Farbenprächtige Welten vermitteln die Bilder von Leonid Rossocha. Das ISE Sprach- und Bildungszentrum widmet dem 2010 gestorbenen Maler aus der Ukraine eine große Ausstellung. Bild: hfz
Vor vier Jahren starb der ukrainische Maler Leonid Rossocha, der die Region bis zu seinem Tod mit zahlreichen Ausstellungen seiner Bilder bereichert hat. Jetzt sind seine farbigen und surrealistischen Welten noch einmal zu sehen. Peter Blendowski, Geschäftsführer des ISE Sprach- und Berufsbildungszentrum im Schloßgraben 2, eröffnete dort eine Ausstellung mit etwa 80 Bildern des Künstlers.

Seine Witwe hat es möglich gemacht, dass die Gemälde des "Geschichtenerzählers und Farbverführers", wie er genannt wurde, nochmals öffentlich gezeigt werden. Märchenhafte Szenen, surreale Welten und realistische Landschaften, aber auch abstrakte Farbmuster sind in seinen Werken zu finden. Der aus der Ukraine stammende Künstler ist in keine klar zu definierende Schublade zu pressen. Als Absolvent der Kunst- und Theaterschule Odessa war er lange Jahre als Bühnenbildner und Theatermaler beschäftigt. So beherrscht er die Gesetzmäßigkeiten des Raums und der Farbe gleichermaßen. Und er ist in Amberg kein Unbekannter. Immer wieder hat er hier nach seiner Übersiedlung 1995 nach Deutschland seine Werke ausgestellt. Zuerst lebte er in Amberg, zog dann nach Baden-Baden, wo er verstarb. Seine Kunstwerke hängen in Museen rund um den Globus.

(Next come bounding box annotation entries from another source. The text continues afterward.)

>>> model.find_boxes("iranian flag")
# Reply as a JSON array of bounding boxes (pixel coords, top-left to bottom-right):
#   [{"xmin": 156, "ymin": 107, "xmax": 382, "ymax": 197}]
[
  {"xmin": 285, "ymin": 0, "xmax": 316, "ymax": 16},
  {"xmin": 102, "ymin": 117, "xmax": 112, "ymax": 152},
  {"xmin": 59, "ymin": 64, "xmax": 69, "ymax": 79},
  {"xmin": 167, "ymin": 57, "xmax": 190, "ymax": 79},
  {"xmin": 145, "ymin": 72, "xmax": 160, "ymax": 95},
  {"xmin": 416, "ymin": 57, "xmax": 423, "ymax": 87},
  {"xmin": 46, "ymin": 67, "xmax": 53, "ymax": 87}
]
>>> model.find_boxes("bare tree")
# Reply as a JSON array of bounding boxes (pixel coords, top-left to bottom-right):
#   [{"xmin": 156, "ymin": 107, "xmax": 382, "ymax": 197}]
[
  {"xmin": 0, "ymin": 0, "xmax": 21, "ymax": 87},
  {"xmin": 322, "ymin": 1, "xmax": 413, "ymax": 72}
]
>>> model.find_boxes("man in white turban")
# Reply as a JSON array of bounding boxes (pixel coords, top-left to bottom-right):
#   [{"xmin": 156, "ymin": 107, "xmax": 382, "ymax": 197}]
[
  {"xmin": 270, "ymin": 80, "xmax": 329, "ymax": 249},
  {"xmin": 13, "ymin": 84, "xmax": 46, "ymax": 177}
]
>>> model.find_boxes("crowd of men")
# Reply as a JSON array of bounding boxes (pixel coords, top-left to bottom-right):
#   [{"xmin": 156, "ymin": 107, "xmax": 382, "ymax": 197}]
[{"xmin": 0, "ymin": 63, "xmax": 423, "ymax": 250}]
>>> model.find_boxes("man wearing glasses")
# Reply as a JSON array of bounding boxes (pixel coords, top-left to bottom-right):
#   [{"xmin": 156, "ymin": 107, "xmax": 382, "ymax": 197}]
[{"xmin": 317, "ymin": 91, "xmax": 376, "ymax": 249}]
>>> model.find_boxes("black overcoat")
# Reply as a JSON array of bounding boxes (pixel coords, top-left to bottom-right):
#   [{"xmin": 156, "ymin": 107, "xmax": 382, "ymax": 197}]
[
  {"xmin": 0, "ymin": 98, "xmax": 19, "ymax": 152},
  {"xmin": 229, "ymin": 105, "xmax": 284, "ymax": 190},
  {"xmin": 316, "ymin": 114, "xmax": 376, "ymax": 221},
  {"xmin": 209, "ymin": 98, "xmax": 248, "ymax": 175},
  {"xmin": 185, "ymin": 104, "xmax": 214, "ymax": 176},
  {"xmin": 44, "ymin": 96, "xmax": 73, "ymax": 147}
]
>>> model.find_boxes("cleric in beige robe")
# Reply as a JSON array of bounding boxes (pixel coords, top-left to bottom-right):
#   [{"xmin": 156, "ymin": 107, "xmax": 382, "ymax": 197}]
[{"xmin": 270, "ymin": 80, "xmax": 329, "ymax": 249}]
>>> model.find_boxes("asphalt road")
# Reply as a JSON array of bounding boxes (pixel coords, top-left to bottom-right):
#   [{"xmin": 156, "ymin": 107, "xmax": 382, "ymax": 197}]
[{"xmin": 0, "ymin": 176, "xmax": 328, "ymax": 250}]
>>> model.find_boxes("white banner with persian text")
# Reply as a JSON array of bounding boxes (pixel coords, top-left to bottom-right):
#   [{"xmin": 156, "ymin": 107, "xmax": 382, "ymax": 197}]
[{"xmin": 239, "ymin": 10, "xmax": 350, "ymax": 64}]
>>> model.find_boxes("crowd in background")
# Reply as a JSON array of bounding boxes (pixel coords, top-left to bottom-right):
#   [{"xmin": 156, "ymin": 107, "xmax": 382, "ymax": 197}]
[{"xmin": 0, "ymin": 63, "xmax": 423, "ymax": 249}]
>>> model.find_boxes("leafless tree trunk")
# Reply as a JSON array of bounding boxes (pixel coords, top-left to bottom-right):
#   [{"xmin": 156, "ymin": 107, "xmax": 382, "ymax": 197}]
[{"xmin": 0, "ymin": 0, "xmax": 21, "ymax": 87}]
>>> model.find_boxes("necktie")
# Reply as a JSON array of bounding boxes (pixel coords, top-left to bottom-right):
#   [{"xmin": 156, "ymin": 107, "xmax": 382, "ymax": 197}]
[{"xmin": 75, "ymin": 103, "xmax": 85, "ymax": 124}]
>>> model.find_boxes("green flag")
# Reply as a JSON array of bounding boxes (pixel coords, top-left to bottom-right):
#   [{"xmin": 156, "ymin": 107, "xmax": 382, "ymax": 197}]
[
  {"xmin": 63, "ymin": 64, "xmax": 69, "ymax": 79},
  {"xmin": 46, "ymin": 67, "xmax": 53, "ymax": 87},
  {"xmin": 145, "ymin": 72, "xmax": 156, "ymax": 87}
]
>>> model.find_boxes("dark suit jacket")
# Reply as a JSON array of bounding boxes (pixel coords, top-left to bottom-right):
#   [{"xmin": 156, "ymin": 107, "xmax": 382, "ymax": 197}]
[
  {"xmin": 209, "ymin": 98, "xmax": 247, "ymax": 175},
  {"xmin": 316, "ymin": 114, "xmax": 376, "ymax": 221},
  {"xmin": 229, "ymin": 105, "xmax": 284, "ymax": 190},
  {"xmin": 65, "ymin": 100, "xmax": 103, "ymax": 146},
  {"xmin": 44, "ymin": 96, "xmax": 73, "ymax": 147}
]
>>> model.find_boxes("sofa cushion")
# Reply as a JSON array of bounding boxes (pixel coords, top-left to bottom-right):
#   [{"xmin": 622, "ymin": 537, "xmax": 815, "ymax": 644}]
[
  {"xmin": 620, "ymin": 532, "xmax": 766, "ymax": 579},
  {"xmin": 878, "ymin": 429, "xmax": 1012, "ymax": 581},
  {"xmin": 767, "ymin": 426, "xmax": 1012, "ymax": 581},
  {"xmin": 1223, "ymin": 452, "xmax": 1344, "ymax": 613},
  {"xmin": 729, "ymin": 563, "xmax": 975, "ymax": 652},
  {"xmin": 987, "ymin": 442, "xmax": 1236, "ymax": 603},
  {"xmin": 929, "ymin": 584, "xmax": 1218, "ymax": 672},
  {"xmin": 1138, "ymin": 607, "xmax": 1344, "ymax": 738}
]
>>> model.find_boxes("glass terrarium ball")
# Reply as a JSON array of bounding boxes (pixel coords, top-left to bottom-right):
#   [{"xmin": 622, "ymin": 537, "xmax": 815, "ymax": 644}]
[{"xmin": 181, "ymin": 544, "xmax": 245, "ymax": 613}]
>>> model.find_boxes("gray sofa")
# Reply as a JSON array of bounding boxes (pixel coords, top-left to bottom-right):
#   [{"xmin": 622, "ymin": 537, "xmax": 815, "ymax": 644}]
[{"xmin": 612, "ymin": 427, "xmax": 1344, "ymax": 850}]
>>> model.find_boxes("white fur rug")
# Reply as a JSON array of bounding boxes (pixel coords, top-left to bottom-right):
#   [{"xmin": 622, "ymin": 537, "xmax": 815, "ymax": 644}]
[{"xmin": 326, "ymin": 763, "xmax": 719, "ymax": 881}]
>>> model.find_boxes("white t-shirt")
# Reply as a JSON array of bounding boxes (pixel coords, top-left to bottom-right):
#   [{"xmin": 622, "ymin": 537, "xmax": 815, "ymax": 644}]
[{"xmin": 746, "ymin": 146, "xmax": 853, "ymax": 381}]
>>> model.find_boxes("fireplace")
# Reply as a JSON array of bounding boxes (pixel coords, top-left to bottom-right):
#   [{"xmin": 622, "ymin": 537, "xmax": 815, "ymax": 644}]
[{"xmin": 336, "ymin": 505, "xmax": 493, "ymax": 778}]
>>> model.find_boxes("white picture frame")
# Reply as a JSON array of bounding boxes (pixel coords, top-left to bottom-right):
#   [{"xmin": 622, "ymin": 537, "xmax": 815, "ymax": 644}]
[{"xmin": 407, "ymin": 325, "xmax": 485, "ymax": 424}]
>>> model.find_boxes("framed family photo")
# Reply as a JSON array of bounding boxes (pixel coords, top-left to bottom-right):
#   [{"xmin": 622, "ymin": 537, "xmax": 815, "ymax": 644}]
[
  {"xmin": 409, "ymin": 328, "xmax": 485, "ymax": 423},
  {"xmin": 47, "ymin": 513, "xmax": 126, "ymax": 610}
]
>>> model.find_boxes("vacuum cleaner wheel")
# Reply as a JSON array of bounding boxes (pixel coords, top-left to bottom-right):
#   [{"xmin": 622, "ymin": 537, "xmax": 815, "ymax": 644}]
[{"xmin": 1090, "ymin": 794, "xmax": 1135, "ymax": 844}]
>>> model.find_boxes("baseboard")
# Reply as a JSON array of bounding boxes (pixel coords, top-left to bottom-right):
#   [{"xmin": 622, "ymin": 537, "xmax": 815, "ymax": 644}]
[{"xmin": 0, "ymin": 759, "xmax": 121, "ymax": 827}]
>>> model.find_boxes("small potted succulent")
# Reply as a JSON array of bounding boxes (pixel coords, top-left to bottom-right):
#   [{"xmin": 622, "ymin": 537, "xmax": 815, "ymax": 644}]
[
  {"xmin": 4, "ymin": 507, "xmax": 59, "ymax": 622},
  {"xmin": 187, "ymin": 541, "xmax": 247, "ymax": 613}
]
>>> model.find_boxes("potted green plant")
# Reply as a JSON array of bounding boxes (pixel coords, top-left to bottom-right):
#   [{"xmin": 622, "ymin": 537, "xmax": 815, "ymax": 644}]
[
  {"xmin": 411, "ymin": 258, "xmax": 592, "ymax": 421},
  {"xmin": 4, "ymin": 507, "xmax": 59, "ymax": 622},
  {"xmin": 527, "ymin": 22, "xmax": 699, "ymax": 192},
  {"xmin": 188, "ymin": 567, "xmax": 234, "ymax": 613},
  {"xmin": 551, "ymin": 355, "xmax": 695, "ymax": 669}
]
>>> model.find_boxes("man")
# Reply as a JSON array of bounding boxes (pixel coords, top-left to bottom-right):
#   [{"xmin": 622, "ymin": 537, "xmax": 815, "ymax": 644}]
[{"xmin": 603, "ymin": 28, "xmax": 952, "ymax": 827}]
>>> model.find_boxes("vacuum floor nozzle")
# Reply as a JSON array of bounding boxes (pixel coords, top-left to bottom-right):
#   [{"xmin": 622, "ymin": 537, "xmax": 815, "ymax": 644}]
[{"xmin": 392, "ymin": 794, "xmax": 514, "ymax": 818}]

Für seine Bilder muss man sich Zeit nehmen, denn sie wollen gelesen und gefühlt werden - und vielleicht auch gekauft. Sein Name bedeutet übrigens so viel wie "Astgabel". Nomen est Omen? Rossocha hält Eindrücke fest und bringt seine Empfindungen zum Ausdruck. Was er malt, spricht an oder fordert zum Widerstand heraus. Ansehen sollte man seine Gemälde auf jeden Fall, riet Blendowski den Besuchern.

Die Ausstellung in den Räumlichkeiten des ISE im Schloßgraben 2 ist täglich von 12 bis 18 Uhr geöffnet und dauert noch bis 29. November.